During all this time I had no idea that one of my own ancestors, John McDonnell of Bolton Street, Dublin was a blind man who co-founded an organisation called the League of the Blind Great Britain and Ireland and was chair of its Dublin branch for over a decade during the early 1900s.

The discovery came about when I made contact with cousins of my mother, the Whelan family of Dublin. Connections with my grandmother’s side of the family had diminished over many decades, largely because my grandparents had seemingly eloped to Birmingham in the late 1930s. As sadly happens in these situations, my great grandfather’s singular disapproval of his daughter’s chosen partner was translated into a wider sense of rejection which became over accentuated through subsequent generations. To an obsessed genealogist, making contact with a very large section of my mother’s family whom I had never spoken to, met or written to (and didn’t even know the names of many of them) was as close to anorak heaven as its possible to experience. Long lost relations, who had been made distant not just by the great stretch of land and sea between Birmingham and Dublin, but by the fall-out from a specific father-daughter bust-up of some 80 years ago, I am pleased to say are now Facebook friends and regular email pals.

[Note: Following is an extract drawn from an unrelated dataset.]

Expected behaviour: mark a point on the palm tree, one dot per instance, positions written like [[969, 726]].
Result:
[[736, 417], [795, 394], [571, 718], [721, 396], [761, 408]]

My consequent research into the life and times of John McDonnell has been a complete revelation. Growing up in 19th century blind institutions around Dublin, he learnt the skill of basket weaving and became a wealthy entrepreneur, running his own basket making factory in north Dublin and then becoming involved in running the said League of the Blind, a radical disability organisation even by today’s standards who rejected charity and instead became aligned to the trade union movement, campaigning for fair pay for blind and deaf workers. If readers of The Harp will allow me the indulgence I would like to tell more of John McDonnell’s story in a future article.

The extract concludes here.